NIH Grant Awarded To London Vision Clinic For Eye Disorder Screening
Dr Dan and the London Vision Clinic research team have been awarded a grant which could change the visual outlook for people suffering from the degenerative disorder of the cornea known as keratoconus.
The highly prestigious RO-1 five year grant awarded by the National Institutes of Health (part of the U.S. Department of Health & Human Services) enables the clinic – together with colleagues at Columbia University in New York (where Dr Dan is a professor) – to continue their on-going work into screening and diagnosing the eye condition which is believed to affect around one person in a thousand.
Keratoconus causes structural changes within the cornea making it weaker so that over time it progressively thins and distorts. These changes create substantial distortion of vision. People with Keratoconus are therefore not candidates for Laser Eye Surgery. Screening for signs of Keratoconus is therefore a crucial part of any Laser Eye Surgery preoperative assessment.

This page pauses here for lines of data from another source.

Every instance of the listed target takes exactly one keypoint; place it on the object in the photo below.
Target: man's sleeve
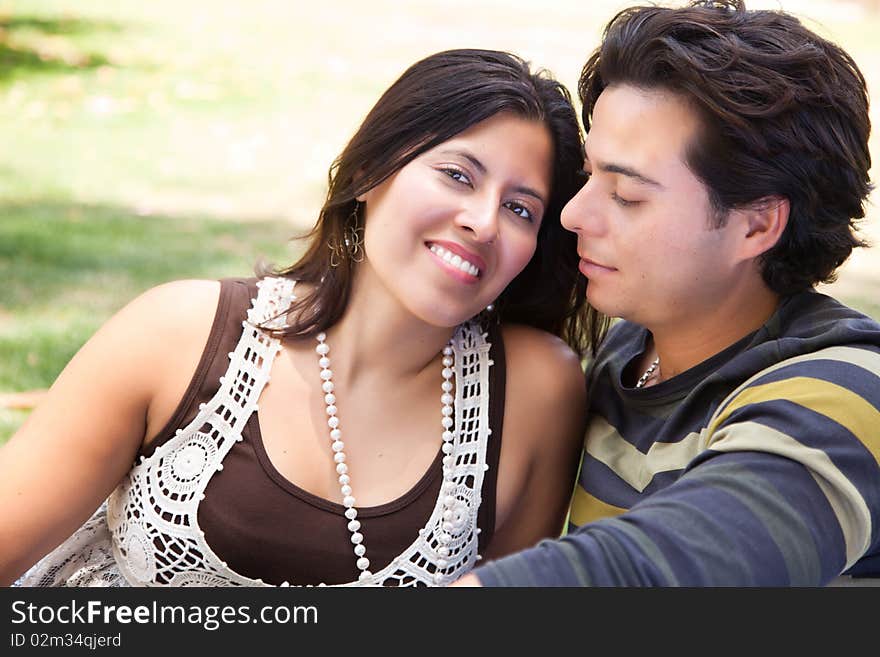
(786, 493)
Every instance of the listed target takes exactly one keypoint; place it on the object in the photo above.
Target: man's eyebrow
(629, 172)
(482, 169)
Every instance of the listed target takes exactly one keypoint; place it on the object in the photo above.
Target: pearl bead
(339, 458)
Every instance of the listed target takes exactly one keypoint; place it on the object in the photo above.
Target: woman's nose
(581, 214)
(481, 220)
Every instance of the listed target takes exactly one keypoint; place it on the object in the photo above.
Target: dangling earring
(352, 241)
(489, 315)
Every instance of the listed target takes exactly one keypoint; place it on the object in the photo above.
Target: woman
(437, 263)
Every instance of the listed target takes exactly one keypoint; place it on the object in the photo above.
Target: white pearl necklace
(447, 490)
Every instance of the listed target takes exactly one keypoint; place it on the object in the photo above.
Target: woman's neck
(378, 338)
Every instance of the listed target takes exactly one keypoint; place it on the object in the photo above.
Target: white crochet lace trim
(147, 533)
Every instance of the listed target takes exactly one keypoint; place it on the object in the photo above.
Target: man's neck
(700, 336)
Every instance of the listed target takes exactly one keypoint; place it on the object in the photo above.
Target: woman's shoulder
(176, 311)
(544, 375)
(540, 356)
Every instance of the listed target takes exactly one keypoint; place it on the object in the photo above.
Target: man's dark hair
(434, 100)
(783, 112)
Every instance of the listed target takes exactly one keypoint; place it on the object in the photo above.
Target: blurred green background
(143, 142)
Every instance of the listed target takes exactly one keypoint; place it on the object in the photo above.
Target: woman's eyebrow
(522, 189)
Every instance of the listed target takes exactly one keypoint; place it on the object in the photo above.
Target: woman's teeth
(455, 260)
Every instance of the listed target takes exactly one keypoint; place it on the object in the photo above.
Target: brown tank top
(267, 527)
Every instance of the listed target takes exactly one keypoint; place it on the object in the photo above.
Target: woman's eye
(457, 176)
(622, 201)
(520, 210)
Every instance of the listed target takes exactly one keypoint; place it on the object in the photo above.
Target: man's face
(644, 220)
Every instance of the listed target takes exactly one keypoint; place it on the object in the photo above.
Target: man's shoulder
(814, 315)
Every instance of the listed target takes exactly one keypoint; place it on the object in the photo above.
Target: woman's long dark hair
(434, 100)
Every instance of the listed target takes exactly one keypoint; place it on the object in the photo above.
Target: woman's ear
(763, 223)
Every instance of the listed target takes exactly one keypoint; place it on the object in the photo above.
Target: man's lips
(590, 268)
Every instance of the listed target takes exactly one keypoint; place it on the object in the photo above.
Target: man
(734, 425)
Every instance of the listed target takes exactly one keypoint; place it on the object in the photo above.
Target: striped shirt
(757, 467)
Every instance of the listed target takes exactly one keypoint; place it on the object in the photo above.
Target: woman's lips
(590, 268)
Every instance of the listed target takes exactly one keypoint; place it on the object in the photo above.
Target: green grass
(72, 266)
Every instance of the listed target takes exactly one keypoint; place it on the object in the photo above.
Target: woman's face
(449, 231)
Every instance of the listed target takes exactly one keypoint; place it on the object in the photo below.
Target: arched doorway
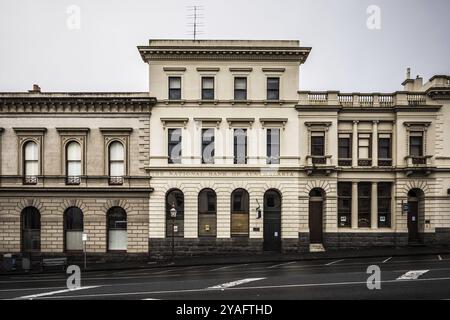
(272, 220)
(117, 229)
(316, 199)
(31, 229)
(415, 211)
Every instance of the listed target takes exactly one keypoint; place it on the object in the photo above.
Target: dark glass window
(384, 204)
(175, 200)
(273, 88)
(416, 144)
(240, 213)
(174, 88)
(174, 146)
(364, 204)
(344, 204)
(317, 144)
(345, 146)
(240, 88)
(31, 229)
(384, 146)
(273, 146)
(73, 227)
(74, 219)
(208, 88)
(240, 146)
(117, 229)
(208, 146)
(364, 146)
(207, 211)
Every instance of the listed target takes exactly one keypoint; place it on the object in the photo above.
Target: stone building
(228, 157)
(74, 163)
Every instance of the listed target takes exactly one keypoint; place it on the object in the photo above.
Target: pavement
(401, 277)
(414, 276)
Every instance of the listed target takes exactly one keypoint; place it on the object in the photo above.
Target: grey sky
(36, 46)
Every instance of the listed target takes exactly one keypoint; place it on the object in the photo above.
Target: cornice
(152, 53)
(23, 103)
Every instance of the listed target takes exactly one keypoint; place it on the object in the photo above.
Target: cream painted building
(228, 157)
(327, 170)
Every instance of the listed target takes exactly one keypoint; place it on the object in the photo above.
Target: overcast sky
(40, 42)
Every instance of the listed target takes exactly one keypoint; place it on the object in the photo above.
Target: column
(375, 144)
(374, 206)
(354, 205)
(355, 144)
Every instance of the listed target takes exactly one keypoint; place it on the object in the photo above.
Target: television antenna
(195, 20)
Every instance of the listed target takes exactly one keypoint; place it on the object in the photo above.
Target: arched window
(175, 200)
(117, 229)
(73, 228)
(73, 162)
(240, 213)
(31, 229)
(31, 162)
(207, 213)
(116, 162)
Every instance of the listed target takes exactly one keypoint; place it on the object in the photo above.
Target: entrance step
(316, 247)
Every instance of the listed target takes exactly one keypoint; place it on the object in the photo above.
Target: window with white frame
(31, 161)
(73, 161)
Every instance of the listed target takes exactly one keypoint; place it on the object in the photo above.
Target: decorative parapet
(364, 100)
(76, 103)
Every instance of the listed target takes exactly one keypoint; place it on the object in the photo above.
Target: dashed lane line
(412, 275)
(51, 293)
(227, 267)
(281, 265)
(350, 283)
(334, 262)
(234, 283)
(384, 261)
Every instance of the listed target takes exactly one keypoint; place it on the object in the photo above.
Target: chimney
(418, 83)
(36, 89)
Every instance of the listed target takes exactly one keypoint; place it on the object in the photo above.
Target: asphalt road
(413, 277)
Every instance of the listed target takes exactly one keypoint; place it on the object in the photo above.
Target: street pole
(173, 239)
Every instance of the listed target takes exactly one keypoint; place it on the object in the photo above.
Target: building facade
(228, 157)
(74, 163)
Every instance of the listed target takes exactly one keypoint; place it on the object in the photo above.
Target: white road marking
(51, 293)
(412, 275)
(387, 260)
(243, 288)
(281, 264)
(227, 267)
(235, 283)
(334, 262)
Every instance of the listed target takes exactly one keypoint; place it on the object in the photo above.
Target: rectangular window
(364, 146)
(384, 146)
(273, 88)
(240, 146)
(416, 144)
(345, 146)
(364, 204)
(345, 149)
(318, 144)
(344, 204)
(273, 146)
(384, 150)
(208, 88)
(174, 146)
(384, 204)
(208, 146)
(240, 88)
(174, 88)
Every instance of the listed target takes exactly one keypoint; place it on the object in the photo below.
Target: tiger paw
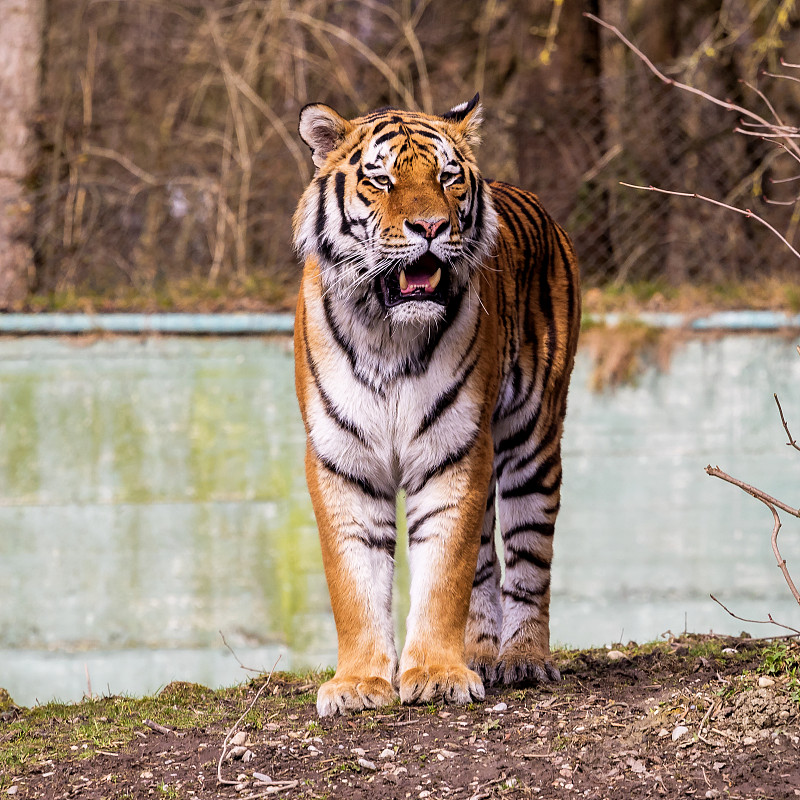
(345, 694)
(453, 683)
(512, 668)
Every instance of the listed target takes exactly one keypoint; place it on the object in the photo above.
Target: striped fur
(435, 333)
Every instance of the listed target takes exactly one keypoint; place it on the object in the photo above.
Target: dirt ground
(689, 717)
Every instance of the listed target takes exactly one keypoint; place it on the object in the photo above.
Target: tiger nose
(429, 228)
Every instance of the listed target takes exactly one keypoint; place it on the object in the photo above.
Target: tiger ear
(466, 118)
(323, 130)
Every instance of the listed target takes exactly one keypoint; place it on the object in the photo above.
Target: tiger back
(435, 334)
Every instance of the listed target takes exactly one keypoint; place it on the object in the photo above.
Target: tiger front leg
(358, 536)
(444, 520)
(529, 500)
(485, 618)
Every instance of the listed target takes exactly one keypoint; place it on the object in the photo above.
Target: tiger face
(408, 221)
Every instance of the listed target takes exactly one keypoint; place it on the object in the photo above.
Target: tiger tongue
(411, 279)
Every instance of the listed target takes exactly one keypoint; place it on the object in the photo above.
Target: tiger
(435, 333)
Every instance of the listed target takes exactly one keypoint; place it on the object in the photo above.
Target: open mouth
(423, 279)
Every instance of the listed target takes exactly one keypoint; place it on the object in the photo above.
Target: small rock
(615, 655)
(679, 731)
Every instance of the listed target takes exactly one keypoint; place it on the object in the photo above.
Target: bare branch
(791, 442)
(769, 621)
(672, 82)
(743, 211)
(772, 504)
(236, 724)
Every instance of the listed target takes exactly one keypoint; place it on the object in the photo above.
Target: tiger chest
(394, 432)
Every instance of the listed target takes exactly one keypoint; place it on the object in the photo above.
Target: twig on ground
(162, 729)
(232, 731)
(249, 669)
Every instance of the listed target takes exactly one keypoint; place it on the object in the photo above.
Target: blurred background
(165, 164)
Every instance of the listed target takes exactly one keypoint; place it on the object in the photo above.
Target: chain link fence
(169, 152)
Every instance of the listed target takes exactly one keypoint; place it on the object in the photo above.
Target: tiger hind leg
(529, 489)
(482, 640)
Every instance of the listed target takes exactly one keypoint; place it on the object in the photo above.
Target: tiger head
(397, 215)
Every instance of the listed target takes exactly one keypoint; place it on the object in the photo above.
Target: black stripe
(387, 136)
(417, 524)
(451, 459)
(346, 347)
(328, 405)
(370, 540)
(344, 224)
(445, 400)
(526, 596)
(362, 483)
(532, 485)
(320, 229)
(513, 557)
(539, 528)
(484, 574)
(520, 436)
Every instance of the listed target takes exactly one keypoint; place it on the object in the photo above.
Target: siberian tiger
(435, 333)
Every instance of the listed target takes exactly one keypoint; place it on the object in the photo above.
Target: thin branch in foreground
(232, 731)
(746, 212)
(769, 621)
(771, 503)
(792, 442)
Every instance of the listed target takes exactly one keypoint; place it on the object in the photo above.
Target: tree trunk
(21, 27)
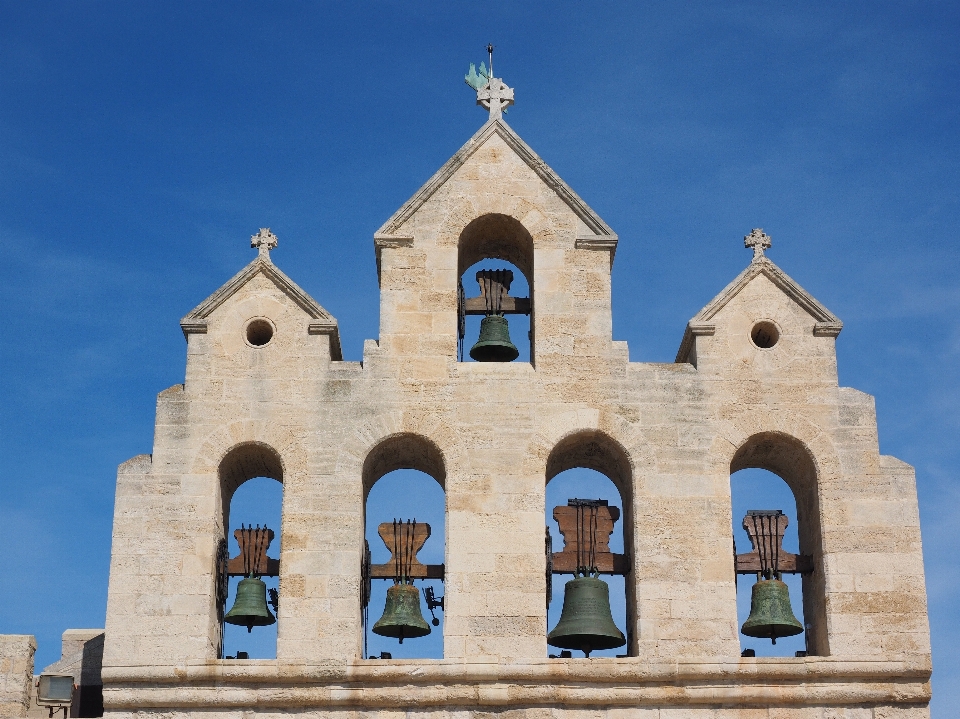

At the London Vision Clinic this test is carried out using the Artemis Insight 100 VHF digital ultrasound scanner which was the first and remains the only system in the world that can fully map individual layers of the whole cornea, in particular the layer of skin (epithelium) overlying the cornea. The epithelium is about 50 microns in thickness – half the with of a human hair – and Dr Dan’s Artemis Insight 100 scanner can map the thickness of this layer with 1 micron precision in 3D. About 15 years ago, Dr Dan discovered that keratoconus alters the thickness of the epithelium of the cornea and this alteration can be diagnosed at its earliest stage by a distinctive pattern of epithelial thickness compared to that found in an eye without the condition. These uniquely accurate epithelial thickness profiles produced by the Artemis Insight 100 scanner enable patients coming to the London Vision Clinic for an assessment to be appropriately turned down for surgery, even though they had been told after conventional screening methods that they were good candidates. The other flip-side benefit of Artemis Insight 100 epithelial screening for Keratoconus is that 85% of patients who by conventional screening have been turned down for Laser Eye Surgery due to suspected Keratoconus are found to not have the condition and can proceed to have the procedure safely and with confidence. Dr Dan and colleagues have already published their method of screening in the scientific arena, including long terms studies supporting the validity of his method.
As many of you know, Professor Reinstein was the leading force behind the development of the Artemis Insight 100 scanner for epithelial mapping at Cornell University during the 1990s which – with its hugely superior imaging and micro-biometric capabilities – is known to provide the most accurate corneal measurements in the world. He was uniquely convinced that this line of research would lead to many benefits in the future. Together with Professor Ronald Silverman a computer scientist and ultrasound bioengineering expert, they were able to produce the first-ever epithelial maps of the human cornea in the early 1990’s. In addition to epithelial mapping, the Artemis Insight 100 scanner has proven to be the most effective way of repairing the complications of Laser Eye Surgery. One observer put it simply: “Dr Dan and his Artemis Insight 100 machine can fix things that no one else can measure”.
The Artemis Insight 100 scanner can only be found at a handful of clinics worldwide, as it is not yet widely commercialised. LoVC was the first clinic to have the Artemis Insight 100™, putting them in a unique position to be able to definitively say whether or not a patient has Keratoconus, where the results of other tests might not have shown any suspicion of the condition.